3 de nov. de 2008

Buzina da vida

Olha que ironia. Para renovar sua carteira de motorista, forçaram Alice a estacionar em local proibido: uma sala de aula apertada com trinta adultos com cara de criança que aprontou no trânsito.
Alice não tinha multas e manejava muito bem a embreagem em aclives. Até sua foto na carteira antiga não era das piores. Nem por isso o novo código de trânsito deixou de punir essa exemplar motorista inutilizando horas preciosas da sua vida.
Por três noites de quatro longas horas cada, Alice teria que ficar em fila dupla com estranhos. Ela não sabia se eles também gostavam de cantar dentro do carro, se compravam bergamota na esquina, se passavam cera líquida, se usavam buzina de vaca.
De um lado, novatos que precisavam aprender alguma coisa. De outro, macacos velhos que tiveram suas carteiras apreendidas e não havia escapatória. E no meio a Alice, que podia estar em casa vendo novela. Mas a covarde ficou com medo de fazer a prova e bater de frente com questões de física. Dois corpos não ocupam o mesmo espaço. Correto? E se o espaço fosse a sua cama e os corpos em questão, o de Alice e seu marido?
Quando a aula começou e o ventilador de teto deu a primeira rangida, ela se imaginou subitamente dentro de um porta-malas apertado onde passaria um bom tempo até ser resgatada pelo relógio. Para completar, sentiu uma claustrofobia gramatical: o professor terminava cada frase com a palavra “exatamente”.

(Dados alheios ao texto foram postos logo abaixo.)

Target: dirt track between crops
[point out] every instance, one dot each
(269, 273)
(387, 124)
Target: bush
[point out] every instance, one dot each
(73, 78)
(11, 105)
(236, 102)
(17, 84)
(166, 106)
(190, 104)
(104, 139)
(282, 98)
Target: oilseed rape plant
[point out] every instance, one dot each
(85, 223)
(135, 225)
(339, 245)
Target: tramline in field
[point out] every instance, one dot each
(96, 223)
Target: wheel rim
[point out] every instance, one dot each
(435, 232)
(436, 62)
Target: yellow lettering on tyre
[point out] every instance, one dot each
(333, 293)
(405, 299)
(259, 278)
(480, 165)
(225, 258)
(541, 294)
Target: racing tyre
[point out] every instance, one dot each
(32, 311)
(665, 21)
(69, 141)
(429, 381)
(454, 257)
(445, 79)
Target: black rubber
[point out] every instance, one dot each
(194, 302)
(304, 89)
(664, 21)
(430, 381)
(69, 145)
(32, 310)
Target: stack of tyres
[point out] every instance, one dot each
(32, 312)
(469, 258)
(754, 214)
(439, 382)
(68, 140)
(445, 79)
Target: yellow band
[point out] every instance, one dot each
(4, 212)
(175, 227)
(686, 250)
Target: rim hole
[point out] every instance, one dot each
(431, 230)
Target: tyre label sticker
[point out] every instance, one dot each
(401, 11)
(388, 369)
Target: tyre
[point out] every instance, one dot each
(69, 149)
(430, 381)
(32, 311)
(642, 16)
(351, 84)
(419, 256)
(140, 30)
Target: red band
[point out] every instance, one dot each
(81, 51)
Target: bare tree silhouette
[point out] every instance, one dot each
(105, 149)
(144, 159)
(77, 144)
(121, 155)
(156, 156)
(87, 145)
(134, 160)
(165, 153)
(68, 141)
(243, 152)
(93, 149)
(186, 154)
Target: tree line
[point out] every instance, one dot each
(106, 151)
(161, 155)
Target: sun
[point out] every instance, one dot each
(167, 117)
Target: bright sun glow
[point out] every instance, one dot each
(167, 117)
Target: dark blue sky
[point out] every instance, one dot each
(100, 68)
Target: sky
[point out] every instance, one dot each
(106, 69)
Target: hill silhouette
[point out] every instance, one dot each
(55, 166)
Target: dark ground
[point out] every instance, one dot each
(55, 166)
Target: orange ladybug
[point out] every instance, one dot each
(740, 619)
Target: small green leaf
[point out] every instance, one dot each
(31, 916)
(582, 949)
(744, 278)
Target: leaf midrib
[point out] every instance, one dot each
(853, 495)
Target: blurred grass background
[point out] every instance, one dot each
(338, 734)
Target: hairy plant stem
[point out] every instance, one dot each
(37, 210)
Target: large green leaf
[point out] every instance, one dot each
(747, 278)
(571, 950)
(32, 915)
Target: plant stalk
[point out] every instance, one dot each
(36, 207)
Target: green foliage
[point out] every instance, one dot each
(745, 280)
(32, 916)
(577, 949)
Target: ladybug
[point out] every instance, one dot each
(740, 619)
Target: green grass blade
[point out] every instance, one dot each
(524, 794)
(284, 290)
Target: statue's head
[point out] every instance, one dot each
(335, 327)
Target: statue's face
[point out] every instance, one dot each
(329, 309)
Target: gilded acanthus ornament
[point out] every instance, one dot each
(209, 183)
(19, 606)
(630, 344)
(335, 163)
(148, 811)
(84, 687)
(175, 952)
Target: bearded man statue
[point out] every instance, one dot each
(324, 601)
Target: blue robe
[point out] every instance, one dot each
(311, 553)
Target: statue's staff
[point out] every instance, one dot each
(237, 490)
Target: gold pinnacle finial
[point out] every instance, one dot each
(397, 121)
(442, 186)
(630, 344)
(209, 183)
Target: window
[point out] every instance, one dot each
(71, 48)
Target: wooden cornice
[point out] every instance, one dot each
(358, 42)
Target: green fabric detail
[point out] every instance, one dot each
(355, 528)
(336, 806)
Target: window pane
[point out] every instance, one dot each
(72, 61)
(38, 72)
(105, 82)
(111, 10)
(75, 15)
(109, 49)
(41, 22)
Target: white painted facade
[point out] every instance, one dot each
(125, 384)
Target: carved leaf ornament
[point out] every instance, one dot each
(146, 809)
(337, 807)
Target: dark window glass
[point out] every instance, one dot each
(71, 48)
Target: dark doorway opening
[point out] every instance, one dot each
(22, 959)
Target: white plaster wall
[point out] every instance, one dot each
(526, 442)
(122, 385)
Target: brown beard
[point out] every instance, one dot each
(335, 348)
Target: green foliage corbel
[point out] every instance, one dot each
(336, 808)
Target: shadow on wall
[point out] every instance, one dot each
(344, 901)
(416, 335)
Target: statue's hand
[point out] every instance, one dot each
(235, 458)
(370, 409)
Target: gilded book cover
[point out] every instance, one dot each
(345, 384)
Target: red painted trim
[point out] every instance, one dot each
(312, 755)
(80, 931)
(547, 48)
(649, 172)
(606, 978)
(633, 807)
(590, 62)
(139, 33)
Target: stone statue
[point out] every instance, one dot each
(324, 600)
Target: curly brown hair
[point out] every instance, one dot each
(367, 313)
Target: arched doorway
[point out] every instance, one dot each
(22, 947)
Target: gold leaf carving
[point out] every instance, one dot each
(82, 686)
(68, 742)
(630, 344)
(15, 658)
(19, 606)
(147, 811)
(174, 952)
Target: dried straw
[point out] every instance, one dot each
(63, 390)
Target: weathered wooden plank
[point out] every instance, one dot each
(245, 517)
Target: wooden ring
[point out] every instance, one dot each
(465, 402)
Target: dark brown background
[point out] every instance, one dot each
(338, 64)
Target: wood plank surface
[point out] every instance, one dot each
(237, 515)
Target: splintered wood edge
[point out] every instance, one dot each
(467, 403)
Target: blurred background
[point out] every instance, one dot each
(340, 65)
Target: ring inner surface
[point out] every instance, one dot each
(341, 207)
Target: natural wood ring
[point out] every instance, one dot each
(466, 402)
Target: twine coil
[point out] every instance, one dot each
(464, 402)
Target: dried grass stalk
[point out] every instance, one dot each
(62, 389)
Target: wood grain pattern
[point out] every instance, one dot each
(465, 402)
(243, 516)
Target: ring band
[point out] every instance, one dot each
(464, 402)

Os assuntos variavam. Legislação. Cruzamento perigoso. Neutralização do ponto cego. A regra de olhar para os três retrovisores a cada sete segundos. Mas o que Alice iria lembrar para sempre era a quantidade de vezes que um ser humano consegue repetir a palavra “exatamente”. Sem contar todas as suas variáveis: “Exatamente isso, pessoal”, “Exatamente isso que acontece, pessoal”, “Exatamente essas situações que acontecem, pessoal.” Exatamente esse desespero.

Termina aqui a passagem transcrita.